Le programme personnel d'orientation (PPO) a remplacé le cours d'éducation au choix de carrière. La différence est qu'il n'est pas obligatoire pour tous. Seuls les élèves inscrits au parcours de formation générale appliquée y sont obligés. Ayant moins de laboratoires de sciences, ces jeunes ont plus de temps dans leur grille horaire pour que le cours y soit inséré. Les autres, ceux en formation générale, peuvent choisir le PPO comme cours à option.
À l'école secondaire Wilfrid-Léger de Waterloo, l'enseignante Kim Martel a 28 élèves de troisième secondaire dans sa classe de PPO. Mme Martel est aussi leur professeur de français. «Je les vois dix fois en neuf jours, lance-t-elle. Je suis leur prof de français, ce qui aide beaucoup pour le cours de PPO. Je connais leur personnalité, leur dossier académique.»
En début d'année, les jeunes ont fait plusieurs activités pour découvrir leurs intérêts et leur personnalité. «Veulent-ils voyager? Souhaitent-ils travailler de nuit? Ils font des activités pour qu'ils apprennent à se connaître, souligne Mme Martel. On veut qu'ils aillent dans une direction plausible pour eux.»
À l'issue de cette introspection, les élèves dressent une liste de dix métiers qui les intéressent. Commence alors la phase d'exploration. Une armoire derrière la classe est pleine de cartables contenant de l'information sur différents domaines professionnels. Les jeunes choisissent celui qui leur plaît. Lorsqu'ils terminent la lecture, les recherches internet et les activités suggérées dans un cartable, les jeunes recommencent avec un autre.
Avant d'entreprendre le cours, Marc-Antoine songeait à devenir médecin. Maintenant, il en est sûr. Le jeune homme sait même qu'il veut être neurologue.
En septembre, Xavier voulait quitter le secondaire et se diriger immédiatement en formation professionnelle. «En fin de compte, je vais finir mon secondaire», confie le garçon qui souhaite devenir cuisinier.
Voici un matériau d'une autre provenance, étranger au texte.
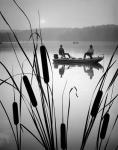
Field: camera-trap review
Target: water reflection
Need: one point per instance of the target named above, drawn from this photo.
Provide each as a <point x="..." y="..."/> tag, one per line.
<point x="88" y="68"/>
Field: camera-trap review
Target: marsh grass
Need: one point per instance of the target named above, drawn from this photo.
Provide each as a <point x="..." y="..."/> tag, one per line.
<point x="45" y="123"/>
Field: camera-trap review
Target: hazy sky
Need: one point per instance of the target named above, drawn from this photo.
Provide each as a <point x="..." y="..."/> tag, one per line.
<point x="60" y="13"/>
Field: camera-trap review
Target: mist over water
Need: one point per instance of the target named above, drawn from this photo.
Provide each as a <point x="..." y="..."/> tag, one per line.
<point x="83" y="77"/>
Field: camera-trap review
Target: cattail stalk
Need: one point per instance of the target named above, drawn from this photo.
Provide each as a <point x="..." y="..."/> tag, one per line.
<point x="44" y="64"/>
<point x="30" y="91"/>
<point x="63" y="137"/>
<point x="104" y="126"/>
<point x="15" y="113"/>
<point x="96" y="103"/>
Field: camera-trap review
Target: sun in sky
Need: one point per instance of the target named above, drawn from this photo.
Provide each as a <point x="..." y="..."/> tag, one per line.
<point x="42" y="21"/>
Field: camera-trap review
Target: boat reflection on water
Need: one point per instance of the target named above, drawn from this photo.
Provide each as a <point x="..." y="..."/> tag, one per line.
<point x="88" y="68"/>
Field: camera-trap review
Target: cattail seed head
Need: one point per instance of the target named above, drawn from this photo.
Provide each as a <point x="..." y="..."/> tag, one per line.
<point x="63" y="136"/>
<point x="104" y="125"/>
<point x="44" y="63"/>
<point x="15" y="113"/>
<point x="30" y="91"/>
<point x="96" y="103"/>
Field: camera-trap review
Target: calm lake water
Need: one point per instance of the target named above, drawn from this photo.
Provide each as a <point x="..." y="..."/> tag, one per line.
<point x="84" y="78"/>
De son côté, Catherine a confirmé son intérêt pour la coiffure et l'esthétique. Ce qui ne l'empêche pas de continuer à explorer d'autres champs professionnels au cas où autre chose l'emballerait davantage.
Pour Sabrina, l'avenir n'est pas aussi clair. «Je change d'idée depuis que je suis en sixième année, dit avec déception la jeune fille. J'essaie de trouver ce que je veux. Pas savoir, ça me stresse beaucoup. Je reprends le cours l'an prochain parce que je ne sais vraiment pas ce que je veux.»
Anne n'a pas non plus idée de ce que sera sa profession. Jusqu'à présent, l'étudiante a exploré la photographie et l'aménagement intérieur d'une chambre. «Je n'ai pas de réponse encore. Mais les projets que j'ai faits jusqu'à présent m'intéressent», dit-elle.
Felicia compte aussi beaucoup sur le PPO pour l'aider à choisir sa voie. Lors du passage de La Voix de l'Est, elle s'intéressait au journalisme. «Je choisis les cartables selon mes intérêts, explique-t-elle. J'ai pris le PPO parce que je n'ai aucune idée de ce que je veux faire.» L'étudiante a découvert qu'être orthopédagogue pourrait l'intéresser. Quant au métier d'avocat, elle l'a rayé de sa liste.
Hugo cherche pour sa part de l'information sur tous les emplois qui impliquent l'écriture. Chez lui, l'adolescent rédige des scénarios pour des téléromans. «Je suis présentement sur un projet de téléroman. Ça m'a pris six heures écrire un épisode, relate-t-il. J'ai pris le cartable sur les métiers liés aux relations d'aide. Ça m'a aidé à comprendre la mentalité des personnages.»
Le conseiller pédagogique à la commission scolaire du Val-des-Cerfs, Dominic Gagné, ne cache pas que le gouvernement du Québec a dépensé des millions pour l'élaboration de ces cartables. «Mais il fait le pari que ça va lui coûter moins cher à long terme, mentionne-t-il. À l'heure actuelle, beaucoup d'étudiants font plusieurs parcours au cégep et à l'université avant de faire un choix.»